Mobile mashing with status messages
Something struck me the other day – and it wasn’t a bus or a large object falling from the sky. There’s an increasing number of sites that ask you ‘what are you doing’, and update your presence on the web, via SMS, send an IM, or an email, or any number of options.
If, like me, you’ve got a few of these sites and services on the go, it’s rather a chore to keep going round and updating them all. I use Ecademy, Facebook, Twitter, Jaiku, and Pownce – and they’ve all got various types of status options. There are already some mash-ups out there that link some of these – for example the Twitter Facebook plugin. However, I wanted the choice to be able to update my status on any of these sites and have it automatically propogate to the rest.
A little PHP hacking with XML, RSS, JSON and some other interesting bodges later, and I’ve rustled up a connector that brings all these sites together.

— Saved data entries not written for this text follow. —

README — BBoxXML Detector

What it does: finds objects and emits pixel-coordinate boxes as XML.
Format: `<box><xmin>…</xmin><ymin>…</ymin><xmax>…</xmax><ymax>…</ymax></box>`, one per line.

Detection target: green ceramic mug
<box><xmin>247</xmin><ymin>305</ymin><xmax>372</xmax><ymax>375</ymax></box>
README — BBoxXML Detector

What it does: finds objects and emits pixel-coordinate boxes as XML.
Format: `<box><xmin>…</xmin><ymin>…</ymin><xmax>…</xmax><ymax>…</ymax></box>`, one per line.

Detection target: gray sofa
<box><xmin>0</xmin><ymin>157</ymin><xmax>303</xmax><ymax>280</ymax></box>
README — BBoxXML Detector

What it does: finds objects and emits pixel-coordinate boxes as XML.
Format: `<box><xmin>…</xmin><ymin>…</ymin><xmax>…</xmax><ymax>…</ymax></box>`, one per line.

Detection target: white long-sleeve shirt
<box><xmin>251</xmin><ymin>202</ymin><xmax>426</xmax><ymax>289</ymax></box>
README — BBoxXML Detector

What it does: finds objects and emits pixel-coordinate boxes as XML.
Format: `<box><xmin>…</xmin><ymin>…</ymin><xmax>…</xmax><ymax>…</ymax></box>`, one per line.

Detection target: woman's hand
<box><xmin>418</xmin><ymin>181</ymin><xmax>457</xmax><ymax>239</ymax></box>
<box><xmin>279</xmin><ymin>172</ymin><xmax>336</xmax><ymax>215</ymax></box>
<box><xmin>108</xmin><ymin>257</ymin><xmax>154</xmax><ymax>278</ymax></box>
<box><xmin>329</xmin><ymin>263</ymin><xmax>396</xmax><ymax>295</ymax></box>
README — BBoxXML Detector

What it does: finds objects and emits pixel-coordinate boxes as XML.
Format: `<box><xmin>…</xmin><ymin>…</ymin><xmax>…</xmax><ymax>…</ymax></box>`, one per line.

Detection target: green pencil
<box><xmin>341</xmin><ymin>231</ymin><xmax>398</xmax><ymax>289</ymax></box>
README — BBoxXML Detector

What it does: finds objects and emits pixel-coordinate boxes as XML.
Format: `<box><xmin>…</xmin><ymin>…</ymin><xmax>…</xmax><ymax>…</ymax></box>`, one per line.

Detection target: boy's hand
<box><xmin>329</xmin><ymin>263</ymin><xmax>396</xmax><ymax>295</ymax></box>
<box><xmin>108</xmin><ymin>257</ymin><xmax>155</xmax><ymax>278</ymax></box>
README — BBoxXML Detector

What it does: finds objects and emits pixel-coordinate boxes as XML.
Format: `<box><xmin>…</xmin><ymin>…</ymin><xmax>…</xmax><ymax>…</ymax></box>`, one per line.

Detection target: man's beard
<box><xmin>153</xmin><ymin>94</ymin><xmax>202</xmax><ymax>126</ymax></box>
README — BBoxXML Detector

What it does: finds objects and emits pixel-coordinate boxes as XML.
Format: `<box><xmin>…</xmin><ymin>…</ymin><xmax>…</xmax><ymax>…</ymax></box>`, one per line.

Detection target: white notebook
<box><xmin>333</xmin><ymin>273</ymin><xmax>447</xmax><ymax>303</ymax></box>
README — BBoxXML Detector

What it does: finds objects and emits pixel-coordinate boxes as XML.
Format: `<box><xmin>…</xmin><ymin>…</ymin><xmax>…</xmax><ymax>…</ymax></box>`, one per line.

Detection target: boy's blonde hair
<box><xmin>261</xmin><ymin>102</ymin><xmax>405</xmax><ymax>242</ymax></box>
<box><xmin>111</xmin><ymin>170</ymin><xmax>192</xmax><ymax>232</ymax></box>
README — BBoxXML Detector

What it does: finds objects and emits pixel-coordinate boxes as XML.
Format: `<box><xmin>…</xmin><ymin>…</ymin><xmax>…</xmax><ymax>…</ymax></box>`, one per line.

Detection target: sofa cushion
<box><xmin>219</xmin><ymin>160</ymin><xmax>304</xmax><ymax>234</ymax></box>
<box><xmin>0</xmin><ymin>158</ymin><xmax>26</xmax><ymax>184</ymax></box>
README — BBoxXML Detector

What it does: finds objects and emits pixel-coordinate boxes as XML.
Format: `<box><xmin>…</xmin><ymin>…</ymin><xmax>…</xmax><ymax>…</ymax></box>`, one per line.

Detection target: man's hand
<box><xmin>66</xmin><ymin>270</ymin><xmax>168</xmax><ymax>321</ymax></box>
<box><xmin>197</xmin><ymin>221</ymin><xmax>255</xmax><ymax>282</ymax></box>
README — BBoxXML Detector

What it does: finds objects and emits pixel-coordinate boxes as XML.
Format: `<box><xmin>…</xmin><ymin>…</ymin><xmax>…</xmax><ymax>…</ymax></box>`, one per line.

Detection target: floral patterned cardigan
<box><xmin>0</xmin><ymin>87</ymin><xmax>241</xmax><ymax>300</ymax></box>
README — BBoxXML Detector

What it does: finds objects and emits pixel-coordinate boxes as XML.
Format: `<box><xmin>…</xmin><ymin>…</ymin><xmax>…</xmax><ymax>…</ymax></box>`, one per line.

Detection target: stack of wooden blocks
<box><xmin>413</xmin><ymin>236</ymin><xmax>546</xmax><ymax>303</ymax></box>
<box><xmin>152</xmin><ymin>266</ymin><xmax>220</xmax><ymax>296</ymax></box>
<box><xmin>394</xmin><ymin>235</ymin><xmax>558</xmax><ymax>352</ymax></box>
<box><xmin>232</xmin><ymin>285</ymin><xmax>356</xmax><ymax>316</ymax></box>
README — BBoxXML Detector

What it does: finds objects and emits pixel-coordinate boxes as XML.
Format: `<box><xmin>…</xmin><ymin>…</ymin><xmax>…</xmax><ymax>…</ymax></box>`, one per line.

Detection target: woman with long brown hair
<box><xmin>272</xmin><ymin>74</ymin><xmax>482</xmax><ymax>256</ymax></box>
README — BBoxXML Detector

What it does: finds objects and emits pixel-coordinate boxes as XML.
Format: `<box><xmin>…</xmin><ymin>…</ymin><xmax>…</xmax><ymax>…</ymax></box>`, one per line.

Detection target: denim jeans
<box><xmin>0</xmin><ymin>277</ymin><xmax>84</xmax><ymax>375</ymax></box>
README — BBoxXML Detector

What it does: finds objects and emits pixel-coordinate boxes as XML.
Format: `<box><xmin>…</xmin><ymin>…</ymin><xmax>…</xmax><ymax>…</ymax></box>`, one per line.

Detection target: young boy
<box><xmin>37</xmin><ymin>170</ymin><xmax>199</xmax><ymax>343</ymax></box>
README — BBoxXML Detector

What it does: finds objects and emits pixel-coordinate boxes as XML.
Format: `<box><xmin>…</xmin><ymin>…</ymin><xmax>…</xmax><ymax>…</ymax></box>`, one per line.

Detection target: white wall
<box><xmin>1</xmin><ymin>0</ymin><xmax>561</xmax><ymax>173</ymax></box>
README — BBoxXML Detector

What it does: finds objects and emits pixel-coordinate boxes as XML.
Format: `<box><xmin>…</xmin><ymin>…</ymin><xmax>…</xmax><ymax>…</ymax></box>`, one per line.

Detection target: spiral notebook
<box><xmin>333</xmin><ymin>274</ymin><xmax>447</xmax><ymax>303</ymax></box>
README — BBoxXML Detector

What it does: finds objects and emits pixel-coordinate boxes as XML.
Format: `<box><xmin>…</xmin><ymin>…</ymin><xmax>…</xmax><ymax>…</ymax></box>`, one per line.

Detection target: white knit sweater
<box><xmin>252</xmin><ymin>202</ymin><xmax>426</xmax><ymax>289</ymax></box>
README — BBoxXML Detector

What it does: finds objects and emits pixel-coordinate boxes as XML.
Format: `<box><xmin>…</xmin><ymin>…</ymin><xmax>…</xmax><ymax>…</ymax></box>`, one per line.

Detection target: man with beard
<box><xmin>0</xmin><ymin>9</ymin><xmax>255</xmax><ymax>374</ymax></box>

It basically polls all the status sources, works out which one I last updated, and pushes that status to the other sites that are out of date.

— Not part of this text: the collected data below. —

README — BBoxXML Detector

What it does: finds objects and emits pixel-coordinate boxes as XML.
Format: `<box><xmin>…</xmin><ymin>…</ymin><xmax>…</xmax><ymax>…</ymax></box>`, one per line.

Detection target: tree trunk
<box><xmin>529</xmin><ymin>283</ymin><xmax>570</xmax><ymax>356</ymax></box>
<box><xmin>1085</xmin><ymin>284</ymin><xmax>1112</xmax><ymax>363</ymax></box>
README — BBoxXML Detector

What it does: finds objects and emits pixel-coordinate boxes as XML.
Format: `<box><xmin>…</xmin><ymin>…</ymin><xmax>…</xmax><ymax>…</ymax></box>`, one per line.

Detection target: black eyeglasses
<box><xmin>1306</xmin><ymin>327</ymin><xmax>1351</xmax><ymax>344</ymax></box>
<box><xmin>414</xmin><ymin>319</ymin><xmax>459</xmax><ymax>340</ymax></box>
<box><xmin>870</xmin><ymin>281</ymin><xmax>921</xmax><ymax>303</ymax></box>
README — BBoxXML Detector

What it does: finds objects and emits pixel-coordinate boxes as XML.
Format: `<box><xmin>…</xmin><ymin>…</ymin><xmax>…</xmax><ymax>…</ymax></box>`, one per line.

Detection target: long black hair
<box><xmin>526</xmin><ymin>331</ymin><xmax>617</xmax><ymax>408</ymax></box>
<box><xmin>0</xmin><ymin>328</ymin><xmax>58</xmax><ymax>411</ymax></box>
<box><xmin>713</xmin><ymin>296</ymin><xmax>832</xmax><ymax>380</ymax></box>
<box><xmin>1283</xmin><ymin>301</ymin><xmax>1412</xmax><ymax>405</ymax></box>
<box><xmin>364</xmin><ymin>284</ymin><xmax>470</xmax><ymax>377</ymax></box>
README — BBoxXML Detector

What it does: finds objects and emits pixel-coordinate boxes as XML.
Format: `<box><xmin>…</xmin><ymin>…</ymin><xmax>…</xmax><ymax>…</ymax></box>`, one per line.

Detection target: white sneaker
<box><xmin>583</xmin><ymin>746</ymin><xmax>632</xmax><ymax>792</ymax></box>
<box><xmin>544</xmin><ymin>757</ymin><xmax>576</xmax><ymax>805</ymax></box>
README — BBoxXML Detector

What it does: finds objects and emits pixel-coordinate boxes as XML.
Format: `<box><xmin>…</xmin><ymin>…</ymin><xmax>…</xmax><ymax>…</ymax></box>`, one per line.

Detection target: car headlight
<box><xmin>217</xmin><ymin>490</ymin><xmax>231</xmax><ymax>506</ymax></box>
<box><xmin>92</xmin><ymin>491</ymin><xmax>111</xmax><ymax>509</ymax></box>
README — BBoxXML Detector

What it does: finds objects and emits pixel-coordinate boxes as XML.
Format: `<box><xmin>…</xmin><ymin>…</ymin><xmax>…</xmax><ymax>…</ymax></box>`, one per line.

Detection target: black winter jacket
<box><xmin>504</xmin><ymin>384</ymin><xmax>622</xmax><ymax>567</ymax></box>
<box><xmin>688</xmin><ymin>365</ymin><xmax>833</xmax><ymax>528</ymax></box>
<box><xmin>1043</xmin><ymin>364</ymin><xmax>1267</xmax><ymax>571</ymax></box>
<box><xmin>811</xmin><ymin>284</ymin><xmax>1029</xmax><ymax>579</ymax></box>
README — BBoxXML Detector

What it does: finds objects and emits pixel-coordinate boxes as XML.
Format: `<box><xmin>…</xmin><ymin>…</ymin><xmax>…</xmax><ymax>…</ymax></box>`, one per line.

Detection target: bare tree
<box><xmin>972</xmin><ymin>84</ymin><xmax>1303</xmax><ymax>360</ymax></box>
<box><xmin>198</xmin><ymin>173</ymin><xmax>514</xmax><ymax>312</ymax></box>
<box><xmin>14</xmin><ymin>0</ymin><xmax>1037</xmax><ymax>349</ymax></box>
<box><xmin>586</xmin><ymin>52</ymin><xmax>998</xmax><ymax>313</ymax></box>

When I’m in front of my PC, I’m likely to have Facebook or Ecademy running in the background, so it’s easier to change my status on there. However when I’m out and about, my application of choice is Jaiku. I find it easier to use than Twitter, and cheaper too – if I used Twitter via SMS it’d cost me 24p a go (thanks T-Mobile).

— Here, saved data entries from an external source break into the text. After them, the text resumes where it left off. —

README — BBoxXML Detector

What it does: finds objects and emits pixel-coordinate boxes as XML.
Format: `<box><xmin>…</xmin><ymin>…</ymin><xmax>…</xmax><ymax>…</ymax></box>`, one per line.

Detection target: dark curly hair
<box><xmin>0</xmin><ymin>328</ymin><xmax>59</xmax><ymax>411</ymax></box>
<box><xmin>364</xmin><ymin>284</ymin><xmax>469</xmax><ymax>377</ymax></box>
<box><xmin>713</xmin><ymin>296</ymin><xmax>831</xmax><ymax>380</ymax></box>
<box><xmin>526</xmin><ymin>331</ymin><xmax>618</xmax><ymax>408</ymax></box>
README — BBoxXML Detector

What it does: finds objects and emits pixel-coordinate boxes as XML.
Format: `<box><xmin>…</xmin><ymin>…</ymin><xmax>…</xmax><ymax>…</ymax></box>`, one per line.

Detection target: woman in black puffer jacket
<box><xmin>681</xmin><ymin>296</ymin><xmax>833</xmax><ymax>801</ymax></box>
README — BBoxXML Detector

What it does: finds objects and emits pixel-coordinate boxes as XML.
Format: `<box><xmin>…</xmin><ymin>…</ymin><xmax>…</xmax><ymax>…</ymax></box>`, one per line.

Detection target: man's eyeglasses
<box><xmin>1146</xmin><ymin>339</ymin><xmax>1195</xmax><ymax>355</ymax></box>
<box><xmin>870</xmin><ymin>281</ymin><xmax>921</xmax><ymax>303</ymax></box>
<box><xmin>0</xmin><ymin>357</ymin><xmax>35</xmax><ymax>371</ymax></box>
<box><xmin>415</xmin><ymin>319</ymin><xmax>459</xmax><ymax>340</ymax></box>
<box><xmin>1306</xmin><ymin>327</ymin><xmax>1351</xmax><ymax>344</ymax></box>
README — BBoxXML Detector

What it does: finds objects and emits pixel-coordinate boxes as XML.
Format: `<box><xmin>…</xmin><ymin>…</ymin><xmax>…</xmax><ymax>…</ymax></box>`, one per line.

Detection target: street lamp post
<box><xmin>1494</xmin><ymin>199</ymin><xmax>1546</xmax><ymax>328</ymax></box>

No matter where I enter my status, within five minutes it’ll update all the other sites and services. Interestingly the Jaiku app on my E61 also shows this information even if I didn’t use Jaiku to create the update – so it’s not just relying on what I last typed in to it.
The next step? With Jaiku’s ability to map my location by cell ID, I could add location information to my feeds too – or make a Google maps mashup, sort of along the lines of Buddyping. There’s obviously privacy concerns here – I don’t always want the world to know exactly where I am. With the status messages I don’t microblog my every moment, and have a choice of what I write, so that’s not a problem.